St Patricks Day Birthday
Happy Birthday Dad. Today, March 17, 2014, you would have been 89. Imagine that! I don’t know if you would have lived this long, nobody ever knows. I do know that your life was cut short by a preventable deadly Hospital infection. That was not fair to you, and certainly not fair to us, the ones left behind who love you and miss you.

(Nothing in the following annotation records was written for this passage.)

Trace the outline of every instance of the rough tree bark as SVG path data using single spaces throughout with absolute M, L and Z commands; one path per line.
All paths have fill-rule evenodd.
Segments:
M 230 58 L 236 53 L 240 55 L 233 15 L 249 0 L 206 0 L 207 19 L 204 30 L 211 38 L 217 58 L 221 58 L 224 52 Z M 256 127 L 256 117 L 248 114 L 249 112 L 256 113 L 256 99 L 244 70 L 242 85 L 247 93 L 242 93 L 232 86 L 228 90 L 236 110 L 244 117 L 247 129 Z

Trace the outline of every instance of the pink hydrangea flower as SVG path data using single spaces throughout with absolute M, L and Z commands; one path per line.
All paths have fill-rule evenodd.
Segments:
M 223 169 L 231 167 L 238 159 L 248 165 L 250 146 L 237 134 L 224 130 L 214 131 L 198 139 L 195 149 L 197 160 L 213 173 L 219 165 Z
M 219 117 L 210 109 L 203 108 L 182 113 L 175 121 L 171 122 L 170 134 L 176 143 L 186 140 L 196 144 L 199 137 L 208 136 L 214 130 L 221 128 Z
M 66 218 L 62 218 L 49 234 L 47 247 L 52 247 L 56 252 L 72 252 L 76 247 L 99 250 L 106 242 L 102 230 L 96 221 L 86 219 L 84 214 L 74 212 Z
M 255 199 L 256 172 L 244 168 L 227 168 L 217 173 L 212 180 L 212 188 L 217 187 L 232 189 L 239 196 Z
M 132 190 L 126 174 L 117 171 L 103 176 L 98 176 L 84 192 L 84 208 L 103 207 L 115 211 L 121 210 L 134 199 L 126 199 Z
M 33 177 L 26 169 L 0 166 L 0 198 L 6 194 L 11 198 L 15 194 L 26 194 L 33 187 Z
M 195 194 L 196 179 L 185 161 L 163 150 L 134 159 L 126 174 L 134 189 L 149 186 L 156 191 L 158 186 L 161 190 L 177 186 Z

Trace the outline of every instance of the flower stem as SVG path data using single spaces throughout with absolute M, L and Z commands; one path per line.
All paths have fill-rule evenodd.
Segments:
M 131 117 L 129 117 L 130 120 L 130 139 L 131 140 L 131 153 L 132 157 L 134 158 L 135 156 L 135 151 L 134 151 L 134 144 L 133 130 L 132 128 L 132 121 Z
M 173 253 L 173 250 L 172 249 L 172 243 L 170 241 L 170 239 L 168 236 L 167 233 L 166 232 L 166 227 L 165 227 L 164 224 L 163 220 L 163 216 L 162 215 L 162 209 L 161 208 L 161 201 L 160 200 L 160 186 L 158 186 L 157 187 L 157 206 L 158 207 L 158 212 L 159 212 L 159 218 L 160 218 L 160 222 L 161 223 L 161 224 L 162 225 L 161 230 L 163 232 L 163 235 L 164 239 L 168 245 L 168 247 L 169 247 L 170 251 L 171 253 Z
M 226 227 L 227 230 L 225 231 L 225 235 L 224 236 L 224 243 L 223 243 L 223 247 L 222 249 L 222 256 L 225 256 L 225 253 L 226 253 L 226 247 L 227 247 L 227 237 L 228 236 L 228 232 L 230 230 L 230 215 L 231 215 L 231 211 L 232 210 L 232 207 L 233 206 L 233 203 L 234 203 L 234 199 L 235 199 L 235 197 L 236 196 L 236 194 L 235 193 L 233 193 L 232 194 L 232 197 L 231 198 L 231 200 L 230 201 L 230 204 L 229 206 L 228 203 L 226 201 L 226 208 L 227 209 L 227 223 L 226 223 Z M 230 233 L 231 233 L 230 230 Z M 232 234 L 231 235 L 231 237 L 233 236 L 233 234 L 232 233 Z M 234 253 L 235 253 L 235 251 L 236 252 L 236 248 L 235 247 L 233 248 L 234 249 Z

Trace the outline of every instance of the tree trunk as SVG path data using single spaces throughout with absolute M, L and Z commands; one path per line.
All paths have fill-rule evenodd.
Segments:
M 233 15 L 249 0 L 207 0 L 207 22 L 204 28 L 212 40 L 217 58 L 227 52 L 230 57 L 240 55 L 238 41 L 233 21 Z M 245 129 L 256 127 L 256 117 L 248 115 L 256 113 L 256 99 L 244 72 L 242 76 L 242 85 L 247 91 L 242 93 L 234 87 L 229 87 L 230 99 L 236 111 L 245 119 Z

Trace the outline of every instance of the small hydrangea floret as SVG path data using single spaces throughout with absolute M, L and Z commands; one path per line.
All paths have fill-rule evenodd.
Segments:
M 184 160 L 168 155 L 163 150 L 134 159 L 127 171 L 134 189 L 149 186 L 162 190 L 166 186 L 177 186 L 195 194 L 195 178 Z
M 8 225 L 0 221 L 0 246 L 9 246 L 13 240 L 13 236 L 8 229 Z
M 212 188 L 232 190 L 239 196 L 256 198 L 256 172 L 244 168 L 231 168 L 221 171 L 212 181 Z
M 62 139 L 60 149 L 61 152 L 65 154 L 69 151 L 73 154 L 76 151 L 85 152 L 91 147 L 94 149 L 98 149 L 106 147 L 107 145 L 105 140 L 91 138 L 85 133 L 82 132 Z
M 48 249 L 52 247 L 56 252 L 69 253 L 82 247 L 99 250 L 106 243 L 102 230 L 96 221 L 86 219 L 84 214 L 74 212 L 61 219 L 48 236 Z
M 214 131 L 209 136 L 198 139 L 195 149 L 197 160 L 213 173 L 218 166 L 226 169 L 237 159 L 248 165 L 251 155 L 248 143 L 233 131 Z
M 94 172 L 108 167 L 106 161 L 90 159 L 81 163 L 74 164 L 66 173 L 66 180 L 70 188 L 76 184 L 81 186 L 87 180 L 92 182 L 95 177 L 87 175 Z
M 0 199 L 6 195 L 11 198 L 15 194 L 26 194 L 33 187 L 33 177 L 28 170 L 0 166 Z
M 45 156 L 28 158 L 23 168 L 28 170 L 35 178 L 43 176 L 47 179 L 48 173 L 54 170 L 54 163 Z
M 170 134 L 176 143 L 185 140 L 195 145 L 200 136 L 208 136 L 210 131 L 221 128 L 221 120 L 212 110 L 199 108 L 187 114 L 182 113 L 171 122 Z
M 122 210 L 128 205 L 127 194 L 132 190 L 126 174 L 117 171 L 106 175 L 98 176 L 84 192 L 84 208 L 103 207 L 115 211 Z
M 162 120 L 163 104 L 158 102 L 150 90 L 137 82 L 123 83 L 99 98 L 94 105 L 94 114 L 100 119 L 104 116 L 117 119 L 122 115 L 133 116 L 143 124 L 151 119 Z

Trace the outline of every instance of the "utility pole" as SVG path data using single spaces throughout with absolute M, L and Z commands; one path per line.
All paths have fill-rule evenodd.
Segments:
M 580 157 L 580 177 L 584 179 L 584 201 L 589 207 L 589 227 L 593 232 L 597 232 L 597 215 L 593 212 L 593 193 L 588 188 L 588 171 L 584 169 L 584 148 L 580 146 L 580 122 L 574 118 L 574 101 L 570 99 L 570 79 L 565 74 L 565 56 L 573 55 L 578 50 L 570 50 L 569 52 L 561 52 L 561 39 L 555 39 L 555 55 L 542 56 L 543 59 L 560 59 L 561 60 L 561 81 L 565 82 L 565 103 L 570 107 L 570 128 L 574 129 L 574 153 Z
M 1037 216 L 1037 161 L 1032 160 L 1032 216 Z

Five years have passed since Dad died. My observations while I spent time at his bedside, and as he suffered through the life draining Hospital infection MRSA, were that prevention was sadly lacking. I watched as caregivers used varying levels of precautions….from handwashing, to gloves, to gowns and masks. Some did it well, some did nothing. It was mostly the doctors who did nothing….no gloves, didn’t clean the stethoscope, no mask, gloves or gown. It was ok sometimes because one doctor didn’t even come into the room….he did his routine visit without touching Dad at all…..he stood away from him and asked, “How ya doing John?” Apparently that doctor didn’t believe in hands-on medicine. His approach to infection control was…”I’m keeping my distance and none of this infection for me!!
I grilled his caregivers and the administers of his hospital with questions, both in person and in letters. None of the responses were productive or complete. The most important piece of information that my family could have been given should have come the day of admission. They had an outbreak of MRSA, with 2 deaths just before Dad was admitted that fateful day in September 2008. Nobody told us that, and he was admitted without true informed consent. He was placed in a Hospital with an outbreak, and with his health problems, he was ripe for infection. It’s strange and frightening how a simple ankle fracture can escalate to a deadly MRSA infection in a Hospital setting and in just a few days. Hospitals are definitely very dangerous places.
A MRSA outbreak, lousy handwashing and precautions compliance, random rooming together of infected or colonized patients with uninfected and vulnerable patients, and failure to escalate prevention steps according to CDC regulations for outbreaks all led to the infection that took my father away. And as long as I draw breath myself, I will fight for improvement, not just in that Hospital, but all hospitals.
My mother now lives a very lonely solitary life, alone in the house that she and Dad shared for over half a century. Her memory is failing, so she doesn’t recall details about Dad’s illness and death, and that is ok. Sometimes memory loss is good. The memories about Dad’s infection and suffering are very painful.
I will go out somewhere Dad and have a green beer and toast you on your birthday. You are still very alive in my heart.